Wearable robots are edging closer to the kind of smart body armour seen in superhero films, such as the powered suit worn by Iron Man. Researchers have developed an automated weaving system that can continuously produce thin fabric muscle for flexible, clothing-type robots.
The material, strong enough to lift up to 15kg while weighing 10g, marks a significant step toward wearable robotic suits that can assist with movement, rehabilitation, and industrial work.
The system uses shape memory alloy (SMA) wire with a diameter of 25μm, about one-fourth the thickness of a human hair, processed into coil-shaped yarn. This aims to enable the continuous mass production of lightweight yet powerful artificial muscle actuators.
The technology was developed by a team at the Korea Institute of Machinery and Materials (KIMM) Advanced Robotics Research Center, under the National Research Council of Science & Technology (NST), led by Principal Researcher Cheol Hoon Park.
The fabric is designed as an ideal core actuator for clothing-type wearable robots. The SMA coil yarn previously developed by KIMM used a metallic core wire, which resulted in low elongation and made automatic weaving difficult. To overcome this limitation, the KIMM research team replaced the metal core with natural fibre, redesigned the structure and fabrication process of the fabric muscle, and improved the weaving machine’s design, thereby achieving stable and continuous mass production.
Conventional wearable robots designed to assist multiple joints, such as the elbow, shoulder, and waist, relied on heavy, noisy motor or pneumatic actuators. This made them bulky, expensive, and uncomfortable for long-term use. As a result, most could provide only limited support to specific joints.
Active assistance for the shoulder has been particularly challenging due to its complex range of motion. In contrast, KIMM’s fabric muscle actuators are lightweight and flexible, allowing them to naturally conform to and actively assist multiple complex joints simultaneously.

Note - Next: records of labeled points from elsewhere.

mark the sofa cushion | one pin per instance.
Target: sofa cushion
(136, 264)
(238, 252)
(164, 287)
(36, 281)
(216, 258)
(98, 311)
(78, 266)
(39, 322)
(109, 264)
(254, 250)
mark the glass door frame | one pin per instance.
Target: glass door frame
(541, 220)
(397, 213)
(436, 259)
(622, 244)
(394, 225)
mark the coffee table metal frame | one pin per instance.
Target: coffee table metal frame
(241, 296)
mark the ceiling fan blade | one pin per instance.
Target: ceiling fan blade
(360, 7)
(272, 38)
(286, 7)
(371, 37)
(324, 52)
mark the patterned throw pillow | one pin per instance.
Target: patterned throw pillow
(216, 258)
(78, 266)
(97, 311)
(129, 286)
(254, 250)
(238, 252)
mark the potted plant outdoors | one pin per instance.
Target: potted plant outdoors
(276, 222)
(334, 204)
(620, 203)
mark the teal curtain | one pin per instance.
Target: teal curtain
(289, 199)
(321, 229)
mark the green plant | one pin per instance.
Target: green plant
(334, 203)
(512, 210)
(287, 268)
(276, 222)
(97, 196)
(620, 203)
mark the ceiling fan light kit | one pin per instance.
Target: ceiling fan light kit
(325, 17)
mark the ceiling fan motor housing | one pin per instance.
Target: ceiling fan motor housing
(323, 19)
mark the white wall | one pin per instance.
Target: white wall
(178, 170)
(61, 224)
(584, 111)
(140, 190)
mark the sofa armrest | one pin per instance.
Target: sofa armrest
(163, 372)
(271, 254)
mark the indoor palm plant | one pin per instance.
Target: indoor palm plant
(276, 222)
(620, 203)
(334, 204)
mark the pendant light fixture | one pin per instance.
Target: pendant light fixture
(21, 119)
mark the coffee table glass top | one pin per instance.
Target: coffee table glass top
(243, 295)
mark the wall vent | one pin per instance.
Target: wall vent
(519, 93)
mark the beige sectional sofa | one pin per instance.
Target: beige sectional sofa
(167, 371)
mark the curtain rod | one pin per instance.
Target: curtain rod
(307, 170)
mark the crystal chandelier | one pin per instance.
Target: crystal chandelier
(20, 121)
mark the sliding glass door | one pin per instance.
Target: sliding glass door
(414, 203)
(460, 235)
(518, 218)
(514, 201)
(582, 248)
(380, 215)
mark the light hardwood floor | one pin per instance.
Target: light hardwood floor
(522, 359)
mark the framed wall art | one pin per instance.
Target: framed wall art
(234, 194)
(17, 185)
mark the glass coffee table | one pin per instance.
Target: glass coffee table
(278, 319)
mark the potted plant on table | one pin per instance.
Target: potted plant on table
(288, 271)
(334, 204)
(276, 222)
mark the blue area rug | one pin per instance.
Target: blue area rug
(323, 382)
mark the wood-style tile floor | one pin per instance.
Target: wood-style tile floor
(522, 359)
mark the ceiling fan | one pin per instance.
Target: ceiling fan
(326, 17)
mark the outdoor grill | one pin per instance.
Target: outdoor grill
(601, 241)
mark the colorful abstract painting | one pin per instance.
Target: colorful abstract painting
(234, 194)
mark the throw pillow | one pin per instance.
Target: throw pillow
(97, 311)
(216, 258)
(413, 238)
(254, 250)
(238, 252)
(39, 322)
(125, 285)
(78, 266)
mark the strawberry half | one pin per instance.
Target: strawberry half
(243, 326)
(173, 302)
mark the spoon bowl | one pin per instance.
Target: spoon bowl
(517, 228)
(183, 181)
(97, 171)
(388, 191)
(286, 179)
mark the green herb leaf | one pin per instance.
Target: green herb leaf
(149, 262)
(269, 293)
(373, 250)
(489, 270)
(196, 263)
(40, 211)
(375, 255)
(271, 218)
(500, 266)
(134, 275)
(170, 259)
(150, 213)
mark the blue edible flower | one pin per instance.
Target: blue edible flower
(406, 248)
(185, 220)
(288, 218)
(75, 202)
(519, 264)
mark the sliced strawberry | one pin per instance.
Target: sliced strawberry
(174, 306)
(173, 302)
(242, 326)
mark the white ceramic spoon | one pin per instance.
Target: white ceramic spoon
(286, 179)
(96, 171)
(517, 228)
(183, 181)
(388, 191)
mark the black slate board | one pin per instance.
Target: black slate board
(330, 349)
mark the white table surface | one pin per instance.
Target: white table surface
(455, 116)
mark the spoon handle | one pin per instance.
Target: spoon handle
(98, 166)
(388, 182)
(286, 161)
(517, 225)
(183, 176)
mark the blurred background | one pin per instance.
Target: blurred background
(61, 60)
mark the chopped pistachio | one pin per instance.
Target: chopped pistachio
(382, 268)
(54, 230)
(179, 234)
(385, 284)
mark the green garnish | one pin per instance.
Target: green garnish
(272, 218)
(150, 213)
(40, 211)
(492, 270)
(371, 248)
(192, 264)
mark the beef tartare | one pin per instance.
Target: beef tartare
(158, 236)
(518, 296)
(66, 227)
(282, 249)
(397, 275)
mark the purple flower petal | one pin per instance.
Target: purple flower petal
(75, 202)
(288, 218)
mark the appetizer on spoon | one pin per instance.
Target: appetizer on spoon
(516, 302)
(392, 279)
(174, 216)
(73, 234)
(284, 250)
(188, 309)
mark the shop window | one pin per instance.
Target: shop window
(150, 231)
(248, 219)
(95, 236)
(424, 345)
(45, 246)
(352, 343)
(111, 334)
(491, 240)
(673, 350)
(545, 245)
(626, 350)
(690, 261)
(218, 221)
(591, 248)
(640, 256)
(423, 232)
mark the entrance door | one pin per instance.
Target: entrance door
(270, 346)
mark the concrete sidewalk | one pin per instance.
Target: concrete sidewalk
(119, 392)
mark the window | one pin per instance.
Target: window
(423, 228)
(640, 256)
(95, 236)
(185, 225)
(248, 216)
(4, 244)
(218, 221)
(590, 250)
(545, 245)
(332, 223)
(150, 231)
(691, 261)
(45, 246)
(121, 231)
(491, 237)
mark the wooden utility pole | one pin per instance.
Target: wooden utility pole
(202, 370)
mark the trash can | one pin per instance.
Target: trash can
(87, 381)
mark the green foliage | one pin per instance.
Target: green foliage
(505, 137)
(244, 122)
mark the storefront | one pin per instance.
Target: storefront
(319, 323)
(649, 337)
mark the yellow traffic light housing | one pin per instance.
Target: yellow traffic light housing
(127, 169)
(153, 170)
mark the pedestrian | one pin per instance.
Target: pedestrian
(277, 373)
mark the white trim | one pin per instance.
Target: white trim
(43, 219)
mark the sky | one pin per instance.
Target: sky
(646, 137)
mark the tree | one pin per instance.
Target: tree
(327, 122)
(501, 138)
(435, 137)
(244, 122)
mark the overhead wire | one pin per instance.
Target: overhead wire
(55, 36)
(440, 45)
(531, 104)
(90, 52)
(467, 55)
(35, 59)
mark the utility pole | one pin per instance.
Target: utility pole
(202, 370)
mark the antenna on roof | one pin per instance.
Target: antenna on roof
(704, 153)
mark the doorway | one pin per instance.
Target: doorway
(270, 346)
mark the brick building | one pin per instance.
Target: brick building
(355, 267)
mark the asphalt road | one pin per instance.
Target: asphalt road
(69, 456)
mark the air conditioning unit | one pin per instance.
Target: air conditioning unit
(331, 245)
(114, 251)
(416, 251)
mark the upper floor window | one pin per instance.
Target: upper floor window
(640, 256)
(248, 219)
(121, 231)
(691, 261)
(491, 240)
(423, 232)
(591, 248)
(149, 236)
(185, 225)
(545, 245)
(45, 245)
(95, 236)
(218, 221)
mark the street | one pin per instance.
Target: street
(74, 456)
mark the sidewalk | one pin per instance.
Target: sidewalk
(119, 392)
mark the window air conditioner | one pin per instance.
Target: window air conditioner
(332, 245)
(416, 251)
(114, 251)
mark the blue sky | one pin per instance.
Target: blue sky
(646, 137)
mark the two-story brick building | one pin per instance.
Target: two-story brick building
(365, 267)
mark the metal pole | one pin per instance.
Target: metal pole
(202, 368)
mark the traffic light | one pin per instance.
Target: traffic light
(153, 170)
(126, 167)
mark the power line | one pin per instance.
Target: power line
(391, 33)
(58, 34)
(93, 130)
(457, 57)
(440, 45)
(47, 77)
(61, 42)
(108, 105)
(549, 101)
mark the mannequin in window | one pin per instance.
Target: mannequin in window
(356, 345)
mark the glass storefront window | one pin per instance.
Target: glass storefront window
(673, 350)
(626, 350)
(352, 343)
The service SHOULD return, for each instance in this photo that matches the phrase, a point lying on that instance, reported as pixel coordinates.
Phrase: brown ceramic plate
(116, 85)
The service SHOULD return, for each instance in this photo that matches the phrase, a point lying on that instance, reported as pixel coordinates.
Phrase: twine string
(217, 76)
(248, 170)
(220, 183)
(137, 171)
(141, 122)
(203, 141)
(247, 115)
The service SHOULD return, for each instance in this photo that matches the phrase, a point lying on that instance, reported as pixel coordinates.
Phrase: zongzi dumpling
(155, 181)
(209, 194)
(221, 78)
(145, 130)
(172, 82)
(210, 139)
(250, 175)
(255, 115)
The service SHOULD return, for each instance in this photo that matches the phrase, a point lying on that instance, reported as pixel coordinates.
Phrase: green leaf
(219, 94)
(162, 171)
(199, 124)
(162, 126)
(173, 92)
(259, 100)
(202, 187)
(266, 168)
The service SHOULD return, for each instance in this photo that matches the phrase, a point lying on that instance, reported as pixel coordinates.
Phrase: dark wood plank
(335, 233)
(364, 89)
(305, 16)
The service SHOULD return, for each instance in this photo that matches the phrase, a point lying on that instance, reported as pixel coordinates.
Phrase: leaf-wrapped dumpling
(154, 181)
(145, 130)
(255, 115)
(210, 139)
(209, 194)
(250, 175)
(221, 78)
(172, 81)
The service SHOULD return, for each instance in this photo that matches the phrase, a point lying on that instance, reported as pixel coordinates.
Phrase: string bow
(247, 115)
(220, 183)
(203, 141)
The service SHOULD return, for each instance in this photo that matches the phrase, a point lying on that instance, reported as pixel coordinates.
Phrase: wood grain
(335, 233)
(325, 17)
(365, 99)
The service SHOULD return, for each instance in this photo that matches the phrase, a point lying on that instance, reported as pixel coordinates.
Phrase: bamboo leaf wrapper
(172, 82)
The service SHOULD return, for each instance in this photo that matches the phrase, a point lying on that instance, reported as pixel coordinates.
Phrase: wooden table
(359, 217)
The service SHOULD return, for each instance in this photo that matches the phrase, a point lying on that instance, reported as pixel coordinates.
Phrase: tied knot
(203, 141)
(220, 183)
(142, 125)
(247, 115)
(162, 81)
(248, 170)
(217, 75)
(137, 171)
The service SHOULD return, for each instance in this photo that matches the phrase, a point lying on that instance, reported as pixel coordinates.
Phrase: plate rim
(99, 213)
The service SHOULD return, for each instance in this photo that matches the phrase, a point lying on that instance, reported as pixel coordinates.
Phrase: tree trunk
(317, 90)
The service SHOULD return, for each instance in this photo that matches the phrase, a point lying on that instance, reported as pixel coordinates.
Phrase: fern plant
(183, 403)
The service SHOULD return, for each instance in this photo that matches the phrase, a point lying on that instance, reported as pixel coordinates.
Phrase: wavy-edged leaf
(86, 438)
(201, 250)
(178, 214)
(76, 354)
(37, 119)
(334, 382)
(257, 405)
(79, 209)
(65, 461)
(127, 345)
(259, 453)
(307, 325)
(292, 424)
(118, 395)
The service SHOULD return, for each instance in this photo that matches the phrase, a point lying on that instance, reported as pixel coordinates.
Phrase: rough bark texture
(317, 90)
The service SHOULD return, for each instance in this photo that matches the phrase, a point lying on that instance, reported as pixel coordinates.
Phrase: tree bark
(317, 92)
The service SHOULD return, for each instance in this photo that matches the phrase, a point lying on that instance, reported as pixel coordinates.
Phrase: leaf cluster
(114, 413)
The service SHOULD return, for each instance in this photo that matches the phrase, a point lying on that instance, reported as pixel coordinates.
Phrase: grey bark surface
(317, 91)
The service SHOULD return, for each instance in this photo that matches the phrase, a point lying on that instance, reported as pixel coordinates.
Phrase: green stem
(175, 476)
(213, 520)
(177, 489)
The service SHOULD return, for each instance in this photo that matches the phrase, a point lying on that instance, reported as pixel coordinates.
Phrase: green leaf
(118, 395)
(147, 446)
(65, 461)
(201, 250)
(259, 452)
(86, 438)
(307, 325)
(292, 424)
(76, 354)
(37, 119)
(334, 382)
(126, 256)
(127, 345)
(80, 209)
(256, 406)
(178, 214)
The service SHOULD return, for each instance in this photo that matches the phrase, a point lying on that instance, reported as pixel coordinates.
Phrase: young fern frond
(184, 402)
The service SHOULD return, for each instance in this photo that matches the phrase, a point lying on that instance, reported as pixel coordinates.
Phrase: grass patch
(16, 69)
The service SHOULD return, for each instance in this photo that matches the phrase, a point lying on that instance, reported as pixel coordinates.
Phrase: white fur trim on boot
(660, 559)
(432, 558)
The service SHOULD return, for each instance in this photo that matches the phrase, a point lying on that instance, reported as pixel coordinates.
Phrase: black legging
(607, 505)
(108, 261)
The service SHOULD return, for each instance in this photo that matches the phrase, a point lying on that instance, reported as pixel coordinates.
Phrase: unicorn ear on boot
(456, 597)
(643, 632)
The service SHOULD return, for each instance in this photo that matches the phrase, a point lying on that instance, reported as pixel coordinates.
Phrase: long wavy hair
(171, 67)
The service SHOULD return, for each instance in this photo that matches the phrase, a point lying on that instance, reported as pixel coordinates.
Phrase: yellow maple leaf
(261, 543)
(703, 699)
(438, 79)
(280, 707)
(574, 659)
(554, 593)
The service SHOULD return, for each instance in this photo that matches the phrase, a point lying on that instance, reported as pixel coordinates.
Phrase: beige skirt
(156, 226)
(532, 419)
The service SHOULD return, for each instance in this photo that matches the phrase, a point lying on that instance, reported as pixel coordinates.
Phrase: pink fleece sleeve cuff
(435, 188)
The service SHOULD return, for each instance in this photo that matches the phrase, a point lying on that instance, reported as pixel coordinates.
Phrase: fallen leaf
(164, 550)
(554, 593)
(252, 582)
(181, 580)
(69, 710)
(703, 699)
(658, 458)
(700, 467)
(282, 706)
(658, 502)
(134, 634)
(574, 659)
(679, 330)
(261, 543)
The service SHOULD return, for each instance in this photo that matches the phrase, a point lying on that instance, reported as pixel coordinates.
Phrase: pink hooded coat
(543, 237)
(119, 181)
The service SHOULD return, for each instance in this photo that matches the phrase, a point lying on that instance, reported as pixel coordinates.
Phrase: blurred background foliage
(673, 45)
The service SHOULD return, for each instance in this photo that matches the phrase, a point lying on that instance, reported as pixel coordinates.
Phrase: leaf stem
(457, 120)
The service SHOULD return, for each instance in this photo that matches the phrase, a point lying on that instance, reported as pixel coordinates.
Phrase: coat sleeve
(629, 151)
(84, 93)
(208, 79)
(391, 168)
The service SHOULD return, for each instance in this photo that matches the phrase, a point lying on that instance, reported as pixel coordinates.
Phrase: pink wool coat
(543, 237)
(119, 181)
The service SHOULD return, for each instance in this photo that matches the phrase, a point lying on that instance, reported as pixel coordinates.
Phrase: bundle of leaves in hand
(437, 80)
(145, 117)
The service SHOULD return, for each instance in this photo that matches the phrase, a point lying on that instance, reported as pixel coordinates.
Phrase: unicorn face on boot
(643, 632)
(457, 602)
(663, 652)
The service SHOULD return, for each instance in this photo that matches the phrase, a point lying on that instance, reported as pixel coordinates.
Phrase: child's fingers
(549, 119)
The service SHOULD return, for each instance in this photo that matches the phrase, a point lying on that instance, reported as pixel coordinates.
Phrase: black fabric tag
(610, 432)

Using this technology, the research team developed the clothing-type wearable robot, weighing less than 2kg, that simultaneously assists the elbow, shoulder and waist. The team says the technology can reduce muscle effort by more than 40% during repetitive physical tasks.
The team created a shoulder-assist robot that weighs 840g. It is designed to help patients with muscle weakness to wear in daily life. According to clinical trials conducted at Seoul National University Hospital (SNUH) on patients with muscular weakness, including those with Duchenne muscular dystrophy, the wearable shoulder-assist robot improved shoulder movement range by more than 57%.
With the ability to continuously produce high-quality, uniform fabric muscle through the automated weaving system, the research team says it has laid the foundation for the commercialisation of clothing-type wearable robots.
This is expected to reduce workers’ physical strain, improve patients’ quality of life, and accelerate the widespread adoption of wearable robots, thereby enhancing industrial competitiveness. In particular, the shoulder-assist robot, designed to support rehabilitation and daily activities of patients with muscle weakness, is expected to reduce caregiver burden while improving patient independence, quality of life, and self-esteem, and overall well-being.
“Our development of continuous mass-production technology for fabric muscle – the key component of clothing-type wearable robots – will significantly improve quality of life in fields such as healthcare, logistics, and construction,” says Dr Cheol Hoon Park, principal researcher at the KIMM Advanced Robotics Research Center.
“We will continue to build on KIMM’s extensive wearable robotics technologies to accelerate commercialisation and lead the global wearable robotics market.”
The research, which won the KIMM the Best Research Award 2024, was supported by KIMM’s ACE program, the Core Robot Technology Development Program of the Ministry of Trade, Industry and Resources, and the Seoul National University Hospital Lee Kun-hee Child Cancer and Rare Disease Project. The findings were published online in the October 2025 issue of TNSRE (IEEE Transactions on Neural Systems and Rehabilitation Engineering), an international journal in the field of rehabilitation engineering.